The many views into and through windows, doors, stairwells and gates keep the eye moving, following the light, inside and out and sometimes back inside oneself. They are filled with "instress," a power that provokes connections. This movement outwards and inwards is characteristic of Hopkins' spirituality. One of the many texts of the show describes this quality of Hopkins' vision through his often used words "scape" and "inscape. He meant by these that each individual reality comes from and exists as a unique clustering of energies and stresses from One Being. Each scape has the possibility of being inscaped (i.e., of being touched and changed by the act of being viewed) and then touching the viewer in return. However, to be so touched, one must look carefully and reflectively.

Two of the magnificent landscapes contain the shadow of the photographer. These images render and illustrate Hopkins' belief that "what you look hard at seems to look hard at you." He means you must really look at nature, let it look back, let it touch you, let it recreate you for, as his most well known poem begins, "the world is charged with the grandeur of God."

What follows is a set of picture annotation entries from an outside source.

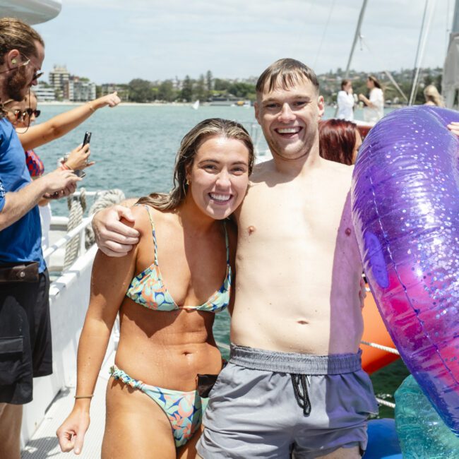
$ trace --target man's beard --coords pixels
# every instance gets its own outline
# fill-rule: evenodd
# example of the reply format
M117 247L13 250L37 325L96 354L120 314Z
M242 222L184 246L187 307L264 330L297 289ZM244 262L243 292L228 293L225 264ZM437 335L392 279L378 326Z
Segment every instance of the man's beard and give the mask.
M5 93L6 97L18 102L21 102L30 87L27 78L25 67L20 67L16 71L13 71L6 81Z

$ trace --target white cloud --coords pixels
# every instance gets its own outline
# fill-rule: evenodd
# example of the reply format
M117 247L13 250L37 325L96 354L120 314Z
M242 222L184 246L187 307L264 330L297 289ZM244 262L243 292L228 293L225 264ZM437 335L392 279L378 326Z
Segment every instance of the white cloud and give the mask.
M197 77L209 68L220 76L244 77L287 56L314 64L318 72L344 68L362 5L361 0L63 3L61 15L38 28L47 41L45 68L66 63L99 83ZM423 8L424 2L409 0L369 2L362 32L371 52L357 48L352 66L412 67ZM447 13L446 2L437 2L425 66L443 64L452 7Z

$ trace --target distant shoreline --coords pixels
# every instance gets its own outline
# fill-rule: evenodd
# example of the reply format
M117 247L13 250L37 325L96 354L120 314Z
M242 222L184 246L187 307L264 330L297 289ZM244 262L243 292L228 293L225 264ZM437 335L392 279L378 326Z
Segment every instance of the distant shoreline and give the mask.
M65 100L65 101L58 101L58 100L47 100L47 101L39 101L38 104L42 106L42 105L84 105L85 104L88 104L90 102L93 102L92 100L88 100L88 102L72 102L71 100ZM145 105L152 105L154 107L191 107L193 105L193 102L120 102L120 105L123 105L124 107L138 107L138 106L145 106ZM203 104L205 105L205 104Z

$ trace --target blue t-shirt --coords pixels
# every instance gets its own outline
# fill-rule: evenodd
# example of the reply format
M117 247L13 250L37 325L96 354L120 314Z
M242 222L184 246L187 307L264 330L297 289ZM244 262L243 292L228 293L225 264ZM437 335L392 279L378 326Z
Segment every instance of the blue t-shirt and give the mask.
M30 181L23 145L13 125L3 118L0 119L0 212L5 205L5 193L17 191ZM0 264L23 261L40 262L40 273L46 269L38 205L0 231Z

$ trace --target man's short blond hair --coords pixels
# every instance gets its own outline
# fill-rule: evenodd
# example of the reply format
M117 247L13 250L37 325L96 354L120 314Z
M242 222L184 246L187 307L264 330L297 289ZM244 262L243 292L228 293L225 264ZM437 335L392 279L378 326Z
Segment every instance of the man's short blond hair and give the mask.
M304 79L311 81L318 93L318 81L312 68L293 59L279 59L260 75L256 82L256 93L261 94L266 84L270 93L280 84L284 89L290 89Z

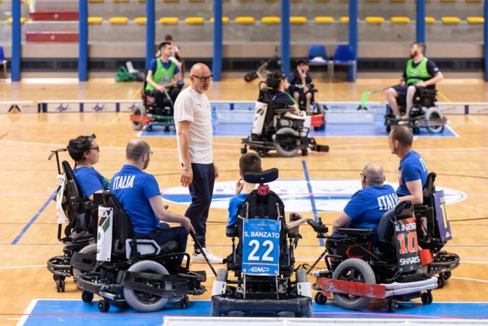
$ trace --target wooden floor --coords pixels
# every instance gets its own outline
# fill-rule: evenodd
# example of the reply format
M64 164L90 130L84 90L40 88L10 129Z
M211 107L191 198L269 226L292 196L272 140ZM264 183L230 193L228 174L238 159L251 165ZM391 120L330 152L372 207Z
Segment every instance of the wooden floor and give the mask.
M112 81L91 81L84 84L65 80L57 84L45 80L31 80L16 84L0 84L2 101L121 99L137 98L137 84L115 84ZM358 101L365 90L393 84L391 80L362 80L357 84L317 83L319 99ZM68 83L67 83L68 82ZM212 99L254 100L257 84L241 80L214 83ZM487 84L477 80L445 80L439 89L440 101L488 101ZM382 96L373 97L381 101ZM464 262L453 272L453 278L442 290L434 291L434 299L443 302L481 302L488 297L488 116L450 116L452 128L459 138L422 138L414 148L424 157L429 170L438 174L436 184L464 191L468 199L448 206L454 239L446 249L459 254ZM125 147L136 137L127 114L49 113L0 115L0 325L13 325L31 299L79 299L80 292L68 281L65 293L57 293L50 273L43 266L46 260L61 253L56 239L56 222L54 202L47 201L56 188L56 164L47 161L49 151L66 147L68 140L81 134L95 133L100 147L100 160L96 168L111 177L124 163ZM178 185L179 166L176 141L172 138L148 138L154 151L149 173L156 176L161 188ZM367 138L324 138L330 146L328 154L312 153L303 158L270 158L264 168L278 168L280 177L303 179L305 159L311 179L358 179L363 166L374 161L381 164L387 179L395 181L398 158L390 154L386 136ZM220 170L220 181L238 177L238 138L215 138L215 159ZM68 156L65 156L68 158ZM41 208L37 217L18 241L11 243ZM185 207L171 204L170 209L183 214ZM227 212L211 211L208 244L215 253L230 252L230 239L225 238ZM312 217L312 214L305 214ZM321 214L330 223L337 213ZM462 221L461 221L462 220ZM314 260L322 248L312 230L301 228L303 239L296 251L299 262ZM322 263L322 265L323 264ZM203 267L204 265L193 268ZM207 282L208 287L213 279ZM199 299L207 299L209 292ZM10 318L10 319L9 319Z

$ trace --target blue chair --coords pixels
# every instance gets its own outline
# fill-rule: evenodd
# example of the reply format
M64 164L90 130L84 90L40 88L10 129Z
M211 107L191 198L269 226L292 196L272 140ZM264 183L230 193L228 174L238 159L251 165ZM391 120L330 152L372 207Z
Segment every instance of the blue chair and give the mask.
M308 49L308 61L310 65L328 65L327 49L323 45L310 45Z
M334 57L329 63L329 78L332 80L334 75L334 66L352 66L353 71L353 80L356 80L356 62L353 54L353 48L351 45L343 44L337 45L334 52Z
M7 78L7 61L5 59L3 54L3 46L0 45L0 66L3 66L3 72L1 75L1 79Z

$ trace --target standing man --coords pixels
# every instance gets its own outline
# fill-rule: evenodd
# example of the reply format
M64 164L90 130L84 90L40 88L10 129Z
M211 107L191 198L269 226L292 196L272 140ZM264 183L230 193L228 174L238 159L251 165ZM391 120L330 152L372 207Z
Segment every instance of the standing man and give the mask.
M400 158L398 199L400 202L410 200L413 205L422 205L424 201L422 187L429 171L420 154L412 149L413 142L412 131L404 125L393 127L388 136L392 154Z
M436 84L443 78L436 64L424 57L425 53L424 43L415 42L412 44L410 47L410 59L406 61L399 85L385 91L386 101L398 119L400 118L400 111L397 103L397 98L406 98L405 118L409 119L410 110L413 105L413 96L417 89L435 89Z
M222 259L208 251L205 243L213 184L219 175L212 153L212 112L208 98L204 94L210 88L213 77L204 64L192 67L191 85L180 93L174 103L174 121L183 170L181 186L189 187L192 196L192 203L185 216L191 220L207 258L213 263L221 264ZM196 244L190 261L206 262Z

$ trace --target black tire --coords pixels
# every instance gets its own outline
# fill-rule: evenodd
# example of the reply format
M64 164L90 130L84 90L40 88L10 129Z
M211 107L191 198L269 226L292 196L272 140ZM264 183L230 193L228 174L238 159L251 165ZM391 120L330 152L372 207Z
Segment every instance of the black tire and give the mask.
M259 76L257 75L257 73L256 71L252 71L250 73L246 73L245 75L244 76L244 80L245 80L247 82L252 82L256 78L257 78Z
M429 121L431 119L442 119L442 113L436 107L429 108L425 112L425 120ZM433 126L427 127L430 133L439 133L444 131L444 126Z
M397 300L388 299L388 302L386 304L386 310L388 310L389 313L394 313L397 311L397 308L398 304L397 303Z
M451 271L449 271L444 273L442 276L444 278L445 281L448 281L449 279L451 278L451 276L452 276L452 273L451 272Z
M295 138L299 136L298 132L291 128L284 127L278 129L276 132L277 138L278 138L278 135L280 135L280 138L285 140L289 138ZM280 140L275 141L275 149L278 153L280 156L283 157L291 157L295 156L298 152L298 141L296 144L291 145L288 142L280 142Z
M217 271L217 276L215 276L215 279L220 282L227 282L228 274L229 272L225 268L221 268Z
M296 283L308 282L308 279L307 279L307 271L299 268L296 270L295 277L296 277Z
M162 275L168 275L168 271L161 264L151 260L142 260L130 266L129 272L139 272L146 273L158 273ZM165 290L171 290L170 283L165 284ZM132 309L142 312L156 311L161 309L168 302L168 298L163 298L157 295L148 295L140 291L137 291L129 288L123 288L123 297L127 303Z
M134 114L135 115L144 115L142 114L142 112L141 111L141 109L135 109L134 110ZM142 130L142 128L144 126L142 126L142 124L140 122L136 122L136 121L132 121L132 129L134 129L136 131L140 131Z
M422 293L422 304L424 306L429 306L434 302L434 297L432 297L432 292L430 291L424 292Z
M108 301L100 300L98 302L98 311L101 313L107 313L110 310L110 304Z
M87 304L89 304L92 301L93 301L93 294L91 292L88 291L83 291L82 292L82 300L83 302L86 302Z
M82 250L79 251L79 253L86 253L87 255L93 255L97 253L97 244L89 244L88 246L85 246L83 248L82 248ZM81 269L78 269L77 268L73 267L73 279L75 279L75 281L76 281L76 278L78 275L82 274L82 271Z
M376 284L376 283L374 272L371 266L365 261L358 258L347 259L339 264L334 271L333 277L334 279L367 284ZM371 298L367 297L333 293L335 303L343 309L359 310L364 308L371 301Z
M327 303L327 297L323 295L321 292L315 293L315 303L321 306L323 306Z
M59 292L64 292L65 285L64 280L58 279L56 281L56 290Z

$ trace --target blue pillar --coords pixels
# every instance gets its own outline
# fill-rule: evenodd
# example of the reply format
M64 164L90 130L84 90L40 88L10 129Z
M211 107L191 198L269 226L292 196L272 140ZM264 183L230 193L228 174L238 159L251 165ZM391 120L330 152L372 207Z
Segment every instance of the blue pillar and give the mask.
M485 1L485 81L488 82L488 1Z
M213 1L213 58L212 74L213 80L220 82L222 76L222 0Z
M20 80L20 0L12 1L12 59L10 77L13 82Z
M290 0L281 0L281 70L290 75Z
M356 66L347 69L347 80L356 82L358 71L358 0L349 0L349 46L353 50Z
M154 59L154 44L156 43L155 18L154 13L154 0L146 1L146 68L149 66L151 61Z
M88 1L78 2L78 80L88 80Z
M425 43L425 0L417 0L416 41Z

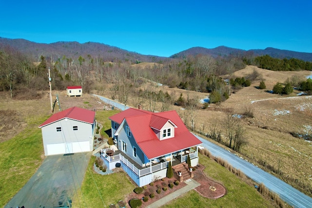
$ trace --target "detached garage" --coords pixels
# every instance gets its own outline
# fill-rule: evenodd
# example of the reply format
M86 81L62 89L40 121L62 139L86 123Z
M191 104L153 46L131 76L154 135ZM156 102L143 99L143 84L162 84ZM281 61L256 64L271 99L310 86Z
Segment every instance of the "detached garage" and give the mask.
M45 155L91 151L96 113L74 107L52 115L39 126Z

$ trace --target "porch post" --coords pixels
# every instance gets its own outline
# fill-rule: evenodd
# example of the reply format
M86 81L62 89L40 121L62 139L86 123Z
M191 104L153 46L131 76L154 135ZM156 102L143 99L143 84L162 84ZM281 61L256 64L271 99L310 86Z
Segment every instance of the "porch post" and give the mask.
M181 163L182 163L182 156L183 156L183 154L182 154L182 152L183 151L182 151L182 150L181 151Z

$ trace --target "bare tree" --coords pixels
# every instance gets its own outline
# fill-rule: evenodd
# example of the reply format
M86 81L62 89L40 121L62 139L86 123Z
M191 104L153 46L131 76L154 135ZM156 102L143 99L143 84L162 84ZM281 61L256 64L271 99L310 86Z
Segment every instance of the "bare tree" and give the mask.
M206 76L214 73L216 68L216 61L210 56L202 56L198 58L196 66Z

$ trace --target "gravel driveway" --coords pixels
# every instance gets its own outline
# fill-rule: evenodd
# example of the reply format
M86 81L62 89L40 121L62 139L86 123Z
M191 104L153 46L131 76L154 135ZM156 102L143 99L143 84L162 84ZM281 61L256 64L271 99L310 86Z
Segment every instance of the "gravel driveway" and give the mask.
M92 152L47 156L36 173L4 208L67 206L80 189Z

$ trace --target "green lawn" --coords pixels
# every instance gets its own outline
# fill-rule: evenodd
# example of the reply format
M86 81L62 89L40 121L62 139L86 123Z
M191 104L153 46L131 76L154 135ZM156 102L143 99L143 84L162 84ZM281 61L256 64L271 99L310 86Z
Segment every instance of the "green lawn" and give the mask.
M124 200L136 188L123 171L104 175L95 173L93 169L95 158L91 157L81 190L73 199L73 208L108 207Z
M21 189L42 163L43 145L38 126L48 117L27 119L23 132L0 143L0 207Z
M108 135L107 135L105 131L111 129L112 123L111 120L108 119L108 118L113 115L118 113L120 112L120 111L117 110L97 111L97 114L96 114L97 122L103 125L103 127L101 129L100 132L102 136L107 139L108 138Z
M199 155L199 162L206 167L204 170L205 173L216 181L221 181L227 190L226 194L219 199L209 199L202 197L195 191L192 190L164 207L274 207L262 198L254 187L247 185L227 169L208 157L201 154Z

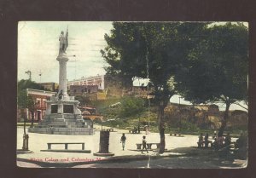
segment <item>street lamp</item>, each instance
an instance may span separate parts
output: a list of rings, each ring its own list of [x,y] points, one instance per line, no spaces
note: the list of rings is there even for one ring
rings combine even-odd
[[[181,126],[182,126],[182,123],[181,123],[181,109],[180,109],[180,99],[182,97],[181,96],[178,96],[178,111],[179,111],[179,133],[181,132]]]

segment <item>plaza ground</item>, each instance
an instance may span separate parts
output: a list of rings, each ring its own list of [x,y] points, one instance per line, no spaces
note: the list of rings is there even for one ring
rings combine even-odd
[[[160,135],[130,134],[128,130],[114,129],[110,132],[109,152],[113,157],[98,157],[100,126],[96,126],[93,135],[63,135],[29,134],[29,150],[32,152],[17,152],[17,165],[20,167],[102,167],[102,168],[243,168],[247,160],[219,158],[212,149],[198,149],[195,135],[170,136],[166,135],[166,148],[163,154],[149,151],[137,151],[136,143],[141,143],[143,135],[148,142],[159,142]],[[125,134],[125,148],[123,151],[120,137]],[[17,149],[22,148],[23,128],[17,129]],[[85,150],[90,153],[41,152],[47,149],[48,142],[84,142]],[[155,148],[152,146],[152,148]],[[64,149],[63,145],[54,145],[52,149]],[[80,145],[70,145],[68,149],[81,149]]]

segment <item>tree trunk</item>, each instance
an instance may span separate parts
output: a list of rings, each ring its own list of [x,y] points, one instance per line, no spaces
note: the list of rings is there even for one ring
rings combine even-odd
[[[32,118],[31,118],[31,125],[30,125],[30,127],[31,128],[33,128],[33,126],[34,126],[34,112],[31,112],[31,116],[32,116]]]
[[[158,109],[158,121],[159,121],[159,133],[160,136],[160,153],[165,152],[166,138],[165,138],[165,127],[164,127],[164,105],[160,102]]]
[[[229,118],[230,106],[230,103],[227,101],[226,102],[226,109],[225,109],[225,112],[224,112],[224,115],[223,120],[221,122],[221,126],[219,128],[218,134],[218,135],[219,135],[219,136],[223,135],[224,130],[224,129],[225,129],[225,127],[227,125],[227,121],[228,121],[228,118]]]
[[[23,131],[24,131],[24,135],[26,135],[26,116],[25,116],[25,113],[23,112],[23,122],[24,122],[24,124],[23,124]]]

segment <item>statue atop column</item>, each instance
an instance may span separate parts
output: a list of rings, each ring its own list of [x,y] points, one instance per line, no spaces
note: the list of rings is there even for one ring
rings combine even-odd
[[[68,46],[68,28],[67,28],[66,35],[64,35],[64,32],[61,31],[60,37],[60,49],[59,49],[59,55],[65,53],[66,49]]]

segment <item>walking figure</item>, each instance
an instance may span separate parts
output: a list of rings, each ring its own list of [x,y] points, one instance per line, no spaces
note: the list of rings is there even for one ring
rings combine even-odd
[[[148,149],[147,149],[147,141],[146,141],[146,136],[143,136],[143,149],[142,149],[142,153],[143,153],[144,148],[146,149],[147,153],[148,153]]]
[[[123,134],[123,135],[121,137],[121,141],[120,141],[120,143],[122,143],[123,150],[125,150],[125,141],[126,141],[126,137],[125,137],[125,134]]]

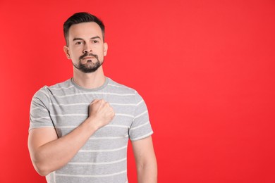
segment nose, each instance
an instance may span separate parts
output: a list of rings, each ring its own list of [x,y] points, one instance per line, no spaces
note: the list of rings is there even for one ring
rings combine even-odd
[[[92,52],[92,46],[89,44],[85,44],[83,49],[83,53]]]

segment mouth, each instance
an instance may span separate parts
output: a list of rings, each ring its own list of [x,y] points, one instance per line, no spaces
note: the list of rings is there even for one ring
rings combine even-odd
[[[82,59],[83,59],[83,60],[87,60],[87,59],[92,59],[92,58],[96,58],[94,57],[94,56],[86,56],[86,57],[84,57],[84,58],[82,58]]]

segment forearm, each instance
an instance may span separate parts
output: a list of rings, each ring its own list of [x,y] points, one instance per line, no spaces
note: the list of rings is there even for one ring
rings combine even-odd
[[[88,118],[67,135],[39,146],[32,156],[37,172],[47,175],[67,164],[97,130]]]

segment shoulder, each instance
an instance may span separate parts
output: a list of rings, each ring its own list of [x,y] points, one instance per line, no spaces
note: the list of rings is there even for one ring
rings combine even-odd
[[[109,77],[107,78],[107,80],[108,80],[108,87],[112,91],[120,92],[122,94],[128,93],[128,94],[135,94],[137,93],[137,91],[131,87],[116,82]]]
[[[71,87],[71,79],[67,80],[64,82],[56,83],[53,85],[47,86],[45,85],[43,87],[40,88],[34,95],[34,97],[38,98],[50,98],[50,96],[53,93],[58,92],[58,91],[61,90],[64,88],[69,88]]]

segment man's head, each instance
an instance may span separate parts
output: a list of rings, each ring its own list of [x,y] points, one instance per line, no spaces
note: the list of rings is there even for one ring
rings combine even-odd
[[[80,12],[73,14],[71,16],[63,25],[63,32],[64,34],[64,37],[66,40],[66,45],[68,45],[68,34],[70,27],[75,24],[82,23],[96,23],[99,25],[102,32],[103,41],[104,41],[104,34],[105,34],[105,25],[103,22],[96,17],[87,12]]]
[[[75,71],[90,73],[101,68],[108,45],[104,38],[104,25],[99,18],[88,13],[75,13],[64,23],[63,32],[64,51]]]

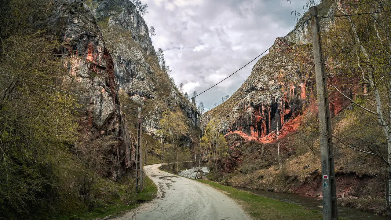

The majority of the photographs in this show are of landscapes and treescapes. These are the very sort of places and spaces where Hopkins faced these inscapes and created his "instress," the particularly personal response of creative activity in word or in picture. Flecky's trees are many. There are leafed ones and empty ones, dead ones and vibrant ones, gnarled ones and slick ones. They are metaphors for sacred structures, moments, and places where Hopkins saw and was touched by God's life-filling presence.
Photo by Michael Flecky, S.J.

These metaphors are expressed richly and variously by Flecky's masterful use of light, sometimes barely kissing the bark, or creating a silhouette, other times sparkling forth off the leaves or allowing the viewer to look up through the translucent canopy. Each use of light nuances the metaphor differently. A felled tree evokes mournful loss in the whacking and hacking that destroys its tender grandeur. Autumn leaf-loss is twined with personal grief. And "Pleasure Grounds," a portrait of three grand trees standing like sentinels of a sacred, sylvan space, is a magnificent expression of that deep-down beauty that Hopkins' eye-soul looked into and through to see both God and himself stressed, inscaped, embraced.

The landscapes are many and moody. There are the dark, doleful, zigzaggy Cliffs of Moher, a lonesome hillside footpath beside the sea, sparkling, lyrical streams, serene pastoral scapes, manicured stately grounds, and the city parks of ordinary folk. These pieces present a delicious feast for the eye. Flecky has successfully expressed the inscape of things. They are so lovely that they make it all too obvious why Hopkins saw in the natural world around him that "all things are charged with love, are charged with God."

I was saddened that the show eventually had to come down. It not only filled the gallery with remarkable beauty, it also turned it into a spirited space. People did not dart through this show. They moved slowly, carefully, and thoughtfully, along the walls looking, reading, reflecting. And when they left, they had been touched, and had created their own spiritual inscapes. One visitor to the gallery remarked that the show had been a sacramental experience for him.

One of the texts hung as part of the show, intending to express what Hopkins the poet achieved, could equally express what Flecky the photographer achieved with this show. "The artist is the man who goes out into the empty spaces between man and God and takes the enormous risk of attempting to create in that vacancy a new fabric of connections between man and divine power."